His prediction is that the future belongs to Amazon (AWS) and Microsoft (Azure) with Oracle doomed to "also ran" status along with other bit part players like IBM? Interesting. Personally I think the likes of Alibaba will still be significant (at least regionally), but mostly I would have to agree with Hurds prediction of progressive Oracle marginalization. I'm surprised Leisure Suit Larry lets him voice this publicly though.
-
Tuesday 3rd October 2017 06:02 GMT allthecoolshortnamesweretaken
"In a bid to demonstrate how little he cared about the criticism, Hurd spent the next few minutes pulling up various pieces of research that supported his worldview, which he was at pains to add was “not from the Mark Hurd research department”."
Demonstrating how little you care... you're doing it wrong.
-
-
Tuesday 3rd October 2017 16:26 GMT Hans 1
Re: bothered?
They are so far down the cloud pecking order I'd probably have a greater cloud footprint running a couple of NAS boxes from home!

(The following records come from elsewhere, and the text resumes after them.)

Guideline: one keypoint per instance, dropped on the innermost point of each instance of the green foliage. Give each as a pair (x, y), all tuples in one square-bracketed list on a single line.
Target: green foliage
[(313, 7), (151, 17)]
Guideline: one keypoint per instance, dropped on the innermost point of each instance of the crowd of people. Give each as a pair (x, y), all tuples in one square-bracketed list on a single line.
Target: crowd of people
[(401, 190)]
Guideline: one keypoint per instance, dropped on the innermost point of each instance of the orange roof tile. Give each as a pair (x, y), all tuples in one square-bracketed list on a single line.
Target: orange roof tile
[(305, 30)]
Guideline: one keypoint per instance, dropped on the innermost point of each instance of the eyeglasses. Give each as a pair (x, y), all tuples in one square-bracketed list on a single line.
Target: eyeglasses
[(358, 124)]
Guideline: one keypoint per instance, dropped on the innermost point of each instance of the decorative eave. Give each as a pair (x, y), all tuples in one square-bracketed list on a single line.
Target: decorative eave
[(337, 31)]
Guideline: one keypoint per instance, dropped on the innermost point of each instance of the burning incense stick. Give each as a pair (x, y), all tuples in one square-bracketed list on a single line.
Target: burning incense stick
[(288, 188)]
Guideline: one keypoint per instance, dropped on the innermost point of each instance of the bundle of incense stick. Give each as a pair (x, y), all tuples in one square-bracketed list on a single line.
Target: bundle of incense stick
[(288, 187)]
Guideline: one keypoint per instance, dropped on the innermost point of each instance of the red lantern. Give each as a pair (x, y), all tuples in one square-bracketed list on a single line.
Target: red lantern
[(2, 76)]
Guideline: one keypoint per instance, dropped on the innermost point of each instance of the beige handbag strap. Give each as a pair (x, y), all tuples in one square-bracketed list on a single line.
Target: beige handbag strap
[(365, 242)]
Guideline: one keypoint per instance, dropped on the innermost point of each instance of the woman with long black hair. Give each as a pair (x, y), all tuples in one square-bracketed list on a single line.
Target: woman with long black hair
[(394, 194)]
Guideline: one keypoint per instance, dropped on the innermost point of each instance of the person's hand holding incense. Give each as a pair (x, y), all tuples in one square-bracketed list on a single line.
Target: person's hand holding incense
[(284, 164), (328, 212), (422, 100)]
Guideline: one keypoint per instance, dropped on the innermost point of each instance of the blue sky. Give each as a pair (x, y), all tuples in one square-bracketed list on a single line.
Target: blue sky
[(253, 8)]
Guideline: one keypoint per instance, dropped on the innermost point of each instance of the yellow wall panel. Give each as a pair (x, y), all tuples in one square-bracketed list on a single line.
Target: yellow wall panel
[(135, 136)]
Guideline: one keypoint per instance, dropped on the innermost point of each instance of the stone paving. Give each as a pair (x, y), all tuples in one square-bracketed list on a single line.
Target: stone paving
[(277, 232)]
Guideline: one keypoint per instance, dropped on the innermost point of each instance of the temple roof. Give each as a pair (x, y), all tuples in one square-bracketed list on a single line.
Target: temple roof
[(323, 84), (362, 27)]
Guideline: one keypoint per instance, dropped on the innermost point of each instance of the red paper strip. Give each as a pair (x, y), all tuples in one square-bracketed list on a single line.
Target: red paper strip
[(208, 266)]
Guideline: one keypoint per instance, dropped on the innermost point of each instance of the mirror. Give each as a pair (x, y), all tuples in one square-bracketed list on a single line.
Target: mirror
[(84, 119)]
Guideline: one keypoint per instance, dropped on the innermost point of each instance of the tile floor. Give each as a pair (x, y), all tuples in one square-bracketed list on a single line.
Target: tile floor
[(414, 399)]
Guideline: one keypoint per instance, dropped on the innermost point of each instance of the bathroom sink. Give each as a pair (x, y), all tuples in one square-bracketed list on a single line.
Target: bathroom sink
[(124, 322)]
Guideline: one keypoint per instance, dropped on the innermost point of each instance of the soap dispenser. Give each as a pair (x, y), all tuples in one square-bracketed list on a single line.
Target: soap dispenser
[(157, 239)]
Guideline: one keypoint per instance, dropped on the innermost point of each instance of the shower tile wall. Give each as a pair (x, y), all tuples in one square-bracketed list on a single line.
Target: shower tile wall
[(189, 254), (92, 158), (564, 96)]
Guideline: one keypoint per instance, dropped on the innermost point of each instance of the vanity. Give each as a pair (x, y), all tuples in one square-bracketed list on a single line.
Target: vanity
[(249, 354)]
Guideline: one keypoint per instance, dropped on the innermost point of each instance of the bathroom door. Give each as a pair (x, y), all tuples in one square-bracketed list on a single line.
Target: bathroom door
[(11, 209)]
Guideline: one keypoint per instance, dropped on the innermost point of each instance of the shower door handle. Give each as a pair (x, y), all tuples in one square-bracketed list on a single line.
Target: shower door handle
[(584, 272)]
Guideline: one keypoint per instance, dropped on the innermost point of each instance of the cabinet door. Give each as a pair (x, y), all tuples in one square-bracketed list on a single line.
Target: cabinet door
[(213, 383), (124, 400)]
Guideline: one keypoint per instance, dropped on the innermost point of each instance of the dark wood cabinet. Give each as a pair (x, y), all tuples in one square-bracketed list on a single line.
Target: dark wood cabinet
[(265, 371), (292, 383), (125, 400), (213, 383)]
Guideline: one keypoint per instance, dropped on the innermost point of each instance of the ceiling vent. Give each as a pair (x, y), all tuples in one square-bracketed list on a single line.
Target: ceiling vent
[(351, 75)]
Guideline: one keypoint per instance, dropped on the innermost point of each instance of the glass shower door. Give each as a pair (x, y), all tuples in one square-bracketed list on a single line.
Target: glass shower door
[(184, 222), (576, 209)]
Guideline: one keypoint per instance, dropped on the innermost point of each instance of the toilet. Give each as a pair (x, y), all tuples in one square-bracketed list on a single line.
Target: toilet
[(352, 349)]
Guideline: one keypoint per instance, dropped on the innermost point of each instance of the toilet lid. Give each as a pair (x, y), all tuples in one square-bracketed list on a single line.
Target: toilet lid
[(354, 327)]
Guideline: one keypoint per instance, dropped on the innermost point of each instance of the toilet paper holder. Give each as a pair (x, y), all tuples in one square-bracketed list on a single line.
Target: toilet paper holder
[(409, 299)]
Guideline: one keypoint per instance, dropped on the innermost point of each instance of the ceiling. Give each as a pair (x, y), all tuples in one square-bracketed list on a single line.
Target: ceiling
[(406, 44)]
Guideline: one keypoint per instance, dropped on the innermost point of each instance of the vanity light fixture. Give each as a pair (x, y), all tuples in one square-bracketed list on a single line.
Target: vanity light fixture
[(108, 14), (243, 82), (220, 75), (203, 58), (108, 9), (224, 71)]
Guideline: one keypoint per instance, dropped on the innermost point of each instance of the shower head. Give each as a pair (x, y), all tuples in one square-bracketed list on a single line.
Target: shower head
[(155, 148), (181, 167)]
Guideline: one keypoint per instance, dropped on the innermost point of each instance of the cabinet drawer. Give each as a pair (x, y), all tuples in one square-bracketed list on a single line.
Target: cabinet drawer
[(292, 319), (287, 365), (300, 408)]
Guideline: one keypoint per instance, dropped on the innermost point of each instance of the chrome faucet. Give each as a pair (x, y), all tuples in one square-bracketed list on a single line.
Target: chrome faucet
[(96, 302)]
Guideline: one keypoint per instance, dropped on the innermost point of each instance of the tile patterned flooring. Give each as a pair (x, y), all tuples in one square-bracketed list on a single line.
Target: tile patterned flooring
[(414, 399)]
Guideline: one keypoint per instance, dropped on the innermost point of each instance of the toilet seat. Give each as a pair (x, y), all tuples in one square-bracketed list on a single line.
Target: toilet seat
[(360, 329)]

Funny, I think you forgot the joke icon ... did they not very recently get a big gov contract in the UK ? Need more than a couple NAS boxes for that deal alone ... again, I do not think cloud is a good move ... too much down-time ...
-
Thursday 12th October 2017 13:31 GMT Shameless Oracle Flack
Re: bothered?
Nope. Oracle is #1 SaaS provider for large companies, and our SaaS is growing faster annually (70+%) than AWS's IaaS (40%). Combined IaaS/PaaS/SaaS revenues should pass $10 billion in roughly 5-6 quarters. The huge SaaS consumption by enterprises bodes ill for the DIY infrastructure crowd. Hurd is right, deal with it
-
-
Tuesday 3rd October 2017 20:40 GMT Jay 2
If Oracle are all about the cloud, maybe they can do something about the appaling state of their ULN repos for Oracle Linux. They're slower than a glacier and it takes minutes just to get a yum repolist all to complete (takes seconds on a similar RHN setup), so it's completely unusable. And the most insane bit? That's the stuff you pay for! The free repos on some other CDN are fine...
-
Wednesday 4th October 2017 19:01 GMT Down not across
If you can't stand the heat, get out of the kitchen
Hey Mark,
You're in quite visible and public position. You say things, people will respond or comment. Newflash, we humans have a habit of not always agreeing with each other. If you can't stomach it when people disagree with you then you're in the wrong job and at the very least should perhaps stop opening your mouth in public.
Just out of sheer kindness I will not say what I think about you or your comments.